I wonder if you are being pressed or crushed by such a weight even today. Perhaps you are asking what you can do and how you can bear up under it. What actions should you take when you feel the tremendous weight of such a burden? The Bible provides three instructions.
First, you must bear your burden. Galatians 6:5 says, “each will have to bear his own load.” While there are some burdens you may share with others, there are some that you will have to bear alone. You may long for someone to come to you, someone to shoulder at least a portion of it, someone to help you when you are bowed down with the great load you are being forced to carry. But sometimes help does not come. Sometimes your pleas are not answered. Sometimes you must stagger along unassisted under even the heaviest weights. Ultimately, no one else can live your life for you. Philip Ryken says, “There is a weight that every person must carry—the weight of our own personal responsibility before God.” No one can have faith for you. No one else can become holy for you. No one else can do justice and love mercy and walk humbly with God on your behalf. You must accept the burden and bear it faithfully, even if you must bear it alone.
But then, second, you may share your burden. While you must bear it, you may share it, for as Galatians 6:2 commands, “Bear one another’s burdens, and so fulfill the law of Christ.” While we most often understand this as an admonition for the strong to seek out the weak, we may as easily see it as an invitation for the weak to seek out the strong. You may find a Christian brother or sister who will shoulder that load with you through encouragement, through prayer, through speaking precious truths. Indeed, it is both a duty and an honor for Christians to help other Christians while they suffer under life’s heavy burdens. As we do so, we fulfill the law of Christ and we imitate Christ who so perfectly exemplified this command: “Let each of you look not only to his own interests, but also to the interests of others” (Philippians 2:4). J.R. Miller says rightly that while “no one can do our duty for us, or take our load of suffering … human friendship can put strength into our heart to make us better able to do or to endure.”
Then, third, you should cast your burden. You must bear it, you may share it, you should cast it. Psalm 55:22 says, “Cast your burden on the LORD, and he will sustain you; he will never permit the righteous to be moved.” When you are weary and burdened, God is always available to help. He may not remove that burden from you, but he will certainly straighten your spine and shore you up as you carry it. God may not make you able to bear your burden without pain, but he will make you able to bear it with joy. Just as he sustained his people as they wandered the wilderness, so he will sustain you through your wilderness. Just as God provided for their every need, so he will provide for yours. “Forty years you sustained them in the wilderness, and they lacked nothing. Their clothes did not wear out and their feet did not swell” (Nehemiah 9:21). God will not withhold from you anything you need to bear your burden well. J.R. Miller says, “Our burden is that which God has given to us. It may be duty; it may be struggle and conflict; it may be sorrow; it may be our environment. But whatever it is—it is that which He has given us, and we may cast it upon the Lord.”

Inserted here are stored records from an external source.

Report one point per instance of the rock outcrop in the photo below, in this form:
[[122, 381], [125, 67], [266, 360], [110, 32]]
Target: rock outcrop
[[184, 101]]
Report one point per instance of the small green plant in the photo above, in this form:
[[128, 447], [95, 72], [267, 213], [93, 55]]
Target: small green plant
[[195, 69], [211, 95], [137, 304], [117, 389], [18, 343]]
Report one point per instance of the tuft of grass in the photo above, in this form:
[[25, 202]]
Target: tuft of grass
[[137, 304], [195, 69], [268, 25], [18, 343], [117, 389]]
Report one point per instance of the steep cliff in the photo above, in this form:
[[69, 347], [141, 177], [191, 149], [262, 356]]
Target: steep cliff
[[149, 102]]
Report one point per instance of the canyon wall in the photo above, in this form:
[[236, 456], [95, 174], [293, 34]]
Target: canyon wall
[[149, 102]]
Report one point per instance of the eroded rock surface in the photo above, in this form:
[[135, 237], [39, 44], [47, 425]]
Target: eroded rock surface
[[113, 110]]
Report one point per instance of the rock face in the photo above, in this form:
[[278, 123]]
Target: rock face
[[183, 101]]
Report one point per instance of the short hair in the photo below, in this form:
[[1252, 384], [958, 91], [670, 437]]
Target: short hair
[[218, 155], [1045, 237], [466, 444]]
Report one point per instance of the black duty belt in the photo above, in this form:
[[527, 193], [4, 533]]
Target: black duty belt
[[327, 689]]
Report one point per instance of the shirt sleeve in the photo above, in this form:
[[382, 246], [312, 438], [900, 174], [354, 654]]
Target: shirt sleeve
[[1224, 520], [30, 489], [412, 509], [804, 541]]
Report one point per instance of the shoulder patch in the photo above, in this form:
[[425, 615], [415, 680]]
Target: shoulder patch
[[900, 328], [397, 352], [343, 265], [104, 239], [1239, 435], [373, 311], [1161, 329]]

Weighty and painful burdens are an inevitable, inescapable fact of life in this world. We will all receive heavy loads and we must all bear them, even if at times they seem impossibly large. But when we feel them sink into our shoulders, when we feel our spines compress, when we feel our legs grow tired, when we feel we cannot take another staggering step, we cannot and must not despair, for God has told us what we must do, what we may do, and what we should do.